I might be TA because I told her that if she can’t have kids that’s karma for how she treated me and she’s never going to be anything but my dad’s wife. She started crying and my dad told me later that was a terrible thing and I need to apologize.
My mom said that she put me in an unfair situation and I should probably avoid talking to her right now because she’s having to deal with infertility and hasn’t really gotten over things. AITA? I feel like she kind of deserved it.

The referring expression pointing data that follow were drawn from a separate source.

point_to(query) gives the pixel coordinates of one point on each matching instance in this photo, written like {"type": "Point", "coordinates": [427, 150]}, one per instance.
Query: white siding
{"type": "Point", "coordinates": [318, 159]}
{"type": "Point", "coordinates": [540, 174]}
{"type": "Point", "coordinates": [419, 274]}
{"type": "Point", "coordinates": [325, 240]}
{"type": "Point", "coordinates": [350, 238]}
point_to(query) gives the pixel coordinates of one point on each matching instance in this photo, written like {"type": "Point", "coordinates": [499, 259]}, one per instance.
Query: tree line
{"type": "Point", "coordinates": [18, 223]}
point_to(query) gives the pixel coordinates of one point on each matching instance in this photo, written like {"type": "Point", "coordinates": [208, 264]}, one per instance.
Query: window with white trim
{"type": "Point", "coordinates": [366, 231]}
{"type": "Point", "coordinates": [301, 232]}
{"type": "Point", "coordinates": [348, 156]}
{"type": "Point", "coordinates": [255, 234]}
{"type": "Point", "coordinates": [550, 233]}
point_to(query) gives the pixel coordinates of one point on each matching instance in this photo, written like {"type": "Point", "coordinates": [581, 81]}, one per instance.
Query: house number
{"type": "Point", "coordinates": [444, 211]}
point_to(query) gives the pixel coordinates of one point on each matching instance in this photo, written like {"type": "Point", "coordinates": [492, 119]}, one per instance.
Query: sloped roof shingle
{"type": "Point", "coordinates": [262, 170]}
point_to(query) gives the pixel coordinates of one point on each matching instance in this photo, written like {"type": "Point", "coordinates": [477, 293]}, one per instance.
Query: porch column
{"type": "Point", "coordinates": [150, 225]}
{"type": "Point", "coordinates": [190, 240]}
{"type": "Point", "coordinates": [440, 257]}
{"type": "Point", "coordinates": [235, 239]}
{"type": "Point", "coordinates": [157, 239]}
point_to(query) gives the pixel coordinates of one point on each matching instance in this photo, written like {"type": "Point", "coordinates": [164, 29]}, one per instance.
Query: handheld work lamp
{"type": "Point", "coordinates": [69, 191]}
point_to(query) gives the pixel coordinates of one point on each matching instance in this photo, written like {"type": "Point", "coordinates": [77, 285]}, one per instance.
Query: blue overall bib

My_igloo_is_melting wrote:
NTA. You were being set-up. They set you up and their little plan failed and exploded in their faces. You were treated very poorly for years, and all of a sudden "Oh never mind, we are good now"? No. Never. Not ever.
People think "I am sorry" erases all the evil they did. It doesn't. What it does, is clear the slate, so they can do it again. You dodged the "again" because sure as heck, that woman will change her mind again.
Fabulous-Shallot1413 wrote:
NTA. You are justified in your feelings and wants. Just because she wants to suddenly be in your life doesn't mean you have to. Try to understand her side too, your the child, that is a constant reminder that her husband cheated on her, and she can not have kids. That, however, doesn't mean she can just be sh#$ty to you forever. She could have/ should have left your dad. She chose to stay.
KuraiHanazono wrote:
Soft ESH/NAH. You are not at fault for being an affair baby, or for how she had treated you over the years. But what you said was extremely harsh. This is NOT an excuse for her behavior, she’s definitely the bigger AH in this situation. But this situation has been hard for her, knowing her husband cheated and betrayed her and the vows he made to her. Infertility is really heartbreaking for a lot of people.
What you said to her is she essentially did something to cause/deserve being infertile and being cheated on. That’s out of line. She needs therapy to deal with her stuff, she should not be taking anything out on you. But all of this is essentially on your dad. He lied to 2 women, he caused a pregnancy outside of his marriage, and HE chooses to not be more involved in your life.
She might make it difficult for him, but that’s part of why she needs therapy. She needs to understand that you hold no responsibility here and deserve to be treated with respect and have the relationship with your dad that you want to have. But again, it’s ultimately on your dad for not spending more time with you. You’re all mad at the wrong person.
Future_Falcon_7233 wrote:
NTA. How she treated you was horrible, she should have never blamed you for what your dad did to her. I think she never really forgive him and your were a constant reminder of his infidelity. Absolutely not a good reason to treat a child this way, she needs therapy. Now, you seem to put all the blame on her...but the only true culprit is your dad no?
Why did he let her sabotage your relationship? He is a grown man and should be able to put his foot down and have some boundaries. In the end, HE was the one making the final decision. He is your father, therefore the only person that you should held accountable for his actions. You can definitely hate his wife, but in the end, your father is the only one responsible.
YearOneTeach wrote:
NTA, but telling someone they deserve to be infertile is pretty harsh, especially since it seems like a lot of the reason you dislike her is because you believe she kept your dad from you. Your dad is a grown man, he could have put his foot down at any time and insisted on your being a bigger part of his life without her interference. The wife is not solely to blame for this situation.
Clearly, OP's dad is the real AH in this situation, and both OP and his wife have misplaced anger.